A reportagem questionou o sindicato sobre a nota emitida pela Prefeitura e sobre o decreto, mas a entidade não havia se manifestado até a publicação do texto. O espaço segue aberto.

O início da greve foi aprovado em assembleia realizada na última quinta-feira (28). Os servidores já estavam em estado de greve desde o último dia 15, após duas reuniões entre sindicato e Prefeitura terminarem sem acordo, nos dias 15 e 22. Nessas reuniões, a entidade sindical apresentou uma pauta de reivindicações, mas o município não fez uma contraproposta - o pedido da Prefeitura era de que as negociações fossem suspensas agora e retomadas somente em julho.
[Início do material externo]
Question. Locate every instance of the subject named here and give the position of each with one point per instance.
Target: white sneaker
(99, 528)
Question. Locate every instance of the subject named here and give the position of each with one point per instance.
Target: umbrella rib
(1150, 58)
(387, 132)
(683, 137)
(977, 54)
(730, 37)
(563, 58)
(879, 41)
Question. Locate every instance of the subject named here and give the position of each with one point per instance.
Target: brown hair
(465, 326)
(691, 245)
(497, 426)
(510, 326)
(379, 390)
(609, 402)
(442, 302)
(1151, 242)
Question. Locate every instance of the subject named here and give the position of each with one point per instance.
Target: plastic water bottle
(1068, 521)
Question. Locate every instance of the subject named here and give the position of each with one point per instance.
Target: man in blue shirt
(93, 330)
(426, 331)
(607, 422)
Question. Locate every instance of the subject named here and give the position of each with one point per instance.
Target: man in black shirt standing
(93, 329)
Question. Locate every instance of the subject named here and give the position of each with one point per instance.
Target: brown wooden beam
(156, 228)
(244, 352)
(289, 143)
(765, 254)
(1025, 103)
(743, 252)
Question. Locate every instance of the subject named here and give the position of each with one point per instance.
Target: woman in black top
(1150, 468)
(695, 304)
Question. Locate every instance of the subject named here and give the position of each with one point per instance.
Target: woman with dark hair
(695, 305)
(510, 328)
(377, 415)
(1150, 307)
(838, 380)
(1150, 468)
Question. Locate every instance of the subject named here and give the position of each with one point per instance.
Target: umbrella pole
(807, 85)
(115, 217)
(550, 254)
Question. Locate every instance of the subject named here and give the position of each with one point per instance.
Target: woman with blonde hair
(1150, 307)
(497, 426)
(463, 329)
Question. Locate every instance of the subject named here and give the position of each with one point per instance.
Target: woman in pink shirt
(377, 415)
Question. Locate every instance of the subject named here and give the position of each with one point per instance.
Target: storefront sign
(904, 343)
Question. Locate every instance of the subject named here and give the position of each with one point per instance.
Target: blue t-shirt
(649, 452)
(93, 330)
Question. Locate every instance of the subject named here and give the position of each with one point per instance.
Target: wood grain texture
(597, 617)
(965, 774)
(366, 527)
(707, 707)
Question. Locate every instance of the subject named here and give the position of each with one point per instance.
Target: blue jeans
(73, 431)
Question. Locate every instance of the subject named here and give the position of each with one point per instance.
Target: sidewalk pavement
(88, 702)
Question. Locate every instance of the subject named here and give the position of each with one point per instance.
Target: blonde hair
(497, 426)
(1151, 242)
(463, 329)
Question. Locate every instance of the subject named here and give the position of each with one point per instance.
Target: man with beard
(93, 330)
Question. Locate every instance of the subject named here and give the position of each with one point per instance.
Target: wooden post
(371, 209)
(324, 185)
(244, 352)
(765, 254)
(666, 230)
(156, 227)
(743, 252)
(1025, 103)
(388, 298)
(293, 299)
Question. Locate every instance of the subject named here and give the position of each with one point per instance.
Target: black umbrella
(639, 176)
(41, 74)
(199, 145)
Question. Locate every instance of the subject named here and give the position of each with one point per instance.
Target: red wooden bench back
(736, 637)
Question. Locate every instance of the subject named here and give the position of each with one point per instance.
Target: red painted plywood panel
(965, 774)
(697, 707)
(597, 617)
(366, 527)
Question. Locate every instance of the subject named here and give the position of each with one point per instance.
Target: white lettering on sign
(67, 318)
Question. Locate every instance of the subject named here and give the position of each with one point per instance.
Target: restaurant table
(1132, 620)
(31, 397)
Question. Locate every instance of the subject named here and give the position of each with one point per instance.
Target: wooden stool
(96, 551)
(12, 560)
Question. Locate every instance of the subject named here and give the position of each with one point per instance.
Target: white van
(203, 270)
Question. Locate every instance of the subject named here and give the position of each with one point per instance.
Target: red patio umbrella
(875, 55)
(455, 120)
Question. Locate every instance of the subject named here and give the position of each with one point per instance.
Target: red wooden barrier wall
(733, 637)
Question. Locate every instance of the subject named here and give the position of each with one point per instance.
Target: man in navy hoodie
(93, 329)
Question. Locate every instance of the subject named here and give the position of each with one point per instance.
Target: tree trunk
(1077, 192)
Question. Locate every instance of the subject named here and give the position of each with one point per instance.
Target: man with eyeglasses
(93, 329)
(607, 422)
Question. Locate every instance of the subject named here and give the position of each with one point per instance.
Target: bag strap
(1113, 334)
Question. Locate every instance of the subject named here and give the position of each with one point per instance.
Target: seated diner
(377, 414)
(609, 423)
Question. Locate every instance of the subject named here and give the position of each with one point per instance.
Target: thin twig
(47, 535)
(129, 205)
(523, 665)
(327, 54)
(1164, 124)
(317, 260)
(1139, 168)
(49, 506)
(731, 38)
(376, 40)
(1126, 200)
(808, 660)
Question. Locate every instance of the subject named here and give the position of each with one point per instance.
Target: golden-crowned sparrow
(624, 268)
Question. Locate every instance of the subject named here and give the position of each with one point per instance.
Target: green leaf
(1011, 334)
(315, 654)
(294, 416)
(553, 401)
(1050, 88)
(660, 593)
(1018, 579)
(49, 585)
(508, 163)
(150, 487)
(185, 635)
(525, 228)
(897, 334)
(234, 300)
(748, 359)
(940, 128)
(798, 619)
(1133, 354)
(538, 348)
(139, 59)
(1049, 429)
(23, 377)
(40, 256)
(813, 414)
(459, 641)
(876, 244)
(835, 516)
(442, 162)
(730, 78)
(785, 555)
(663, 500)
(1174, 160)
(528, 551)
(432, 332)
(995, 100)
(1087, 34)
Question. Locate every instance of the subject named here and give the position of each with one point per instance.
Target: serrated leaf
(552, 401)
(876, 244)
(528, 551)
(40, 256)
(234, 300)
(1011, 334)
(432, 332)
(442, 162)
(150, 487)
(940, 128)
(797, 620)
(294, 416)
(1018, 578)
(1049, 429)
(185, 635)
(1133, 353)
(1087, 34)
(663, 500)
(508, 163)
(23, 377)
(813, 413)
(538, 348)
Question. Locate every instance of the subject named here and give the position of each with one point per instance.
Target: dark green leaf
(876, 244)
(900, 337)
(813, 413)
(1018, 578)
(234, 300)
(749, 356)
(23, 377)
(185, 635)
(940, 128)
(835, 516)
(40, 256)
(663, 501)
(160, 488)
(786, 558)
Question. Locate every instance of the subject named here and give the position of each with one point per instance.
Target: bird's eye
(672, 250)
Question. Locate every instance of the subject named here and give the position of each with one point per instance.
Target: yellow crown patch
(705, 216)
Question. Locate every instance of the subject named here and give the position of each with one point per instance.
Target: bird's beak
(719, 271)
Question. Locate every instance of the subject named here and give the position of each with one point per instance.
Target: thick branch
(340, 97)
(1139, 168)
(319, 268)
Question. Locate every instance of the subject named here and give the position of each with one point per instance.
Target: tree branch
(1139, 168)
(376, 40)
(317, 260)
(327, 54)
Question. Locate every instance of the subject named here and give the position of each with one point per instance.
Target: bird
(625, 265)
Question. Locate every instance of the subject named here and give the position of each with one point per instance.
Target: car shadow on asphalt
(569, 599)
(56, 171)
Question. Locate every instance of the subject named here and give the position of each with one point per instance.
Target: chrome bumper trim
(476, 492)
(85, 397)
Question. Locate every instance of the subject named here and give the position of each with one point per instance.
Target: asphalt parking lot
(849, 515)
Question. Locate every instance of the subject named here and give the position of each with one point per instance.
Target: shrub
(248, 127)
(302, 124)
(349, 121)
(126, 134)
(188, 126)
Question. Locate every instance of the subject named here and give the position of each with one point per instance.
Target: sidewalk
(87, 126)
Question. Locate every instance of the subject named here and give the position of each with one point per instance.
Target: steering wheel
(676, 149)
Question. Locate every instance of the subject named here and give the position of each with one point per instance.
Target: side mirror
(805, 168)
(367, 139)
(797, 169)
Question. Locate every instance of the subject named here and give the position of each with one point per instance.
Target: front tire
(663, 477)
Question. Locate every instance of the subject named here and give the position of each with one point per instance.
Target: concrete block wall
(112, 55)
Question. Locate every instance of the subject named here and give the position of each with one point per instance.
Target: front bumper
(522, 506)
A carta de reivindicações do sindicato soma nove itens:

  • reposição inflacionária de 9,43%, que soma 2025 (quando não houve reajuste) e 2026
  • aumento do vale-alimentação de R$ 502,50 para R$ 830
  • criação do auxílio-transporte, no valor de R$ 563,04
  • quitação imediata da licença-prêmio acumulada
  • revisão da contribuição previdenciária de aposentados
  • retorno da base de cálculo anterior dos adicionais de insalubridade e periculosidade
  • vale-alimentação para duplo vínculo
  • aplicação da Lei do Descongela, com quitação de valores que deixaram de ser pagos na pandemia
  • pagamento de horas extras sem limitação

A Prefeitura alega que, "por responsabilidade fiscal e financeira, não consegue atender o pleito em razão da realidade econômica do município", e que "todas essas demandas, somadas, gerariam um impacto de aproximadamente R$ 200 milhões por ano no caixa da Prefeitura, que hoje encontra-se em delicada situação fiscal e com uma dívida aproximada de R$ 1 bilhão".

Já o sindicato afirma que a principal reivindicação da categoria é a revisão da inflação. E que, se esse ponto for atendido, outros itens da proposta podem ficar para futuras negociações.

A data-base do funcionalismo em Taubaté é o mês de maio. Em 2025, no primeiro ano da gestão do prefeito Sérgio Victor, já não houve revisão geral nos vencimentos.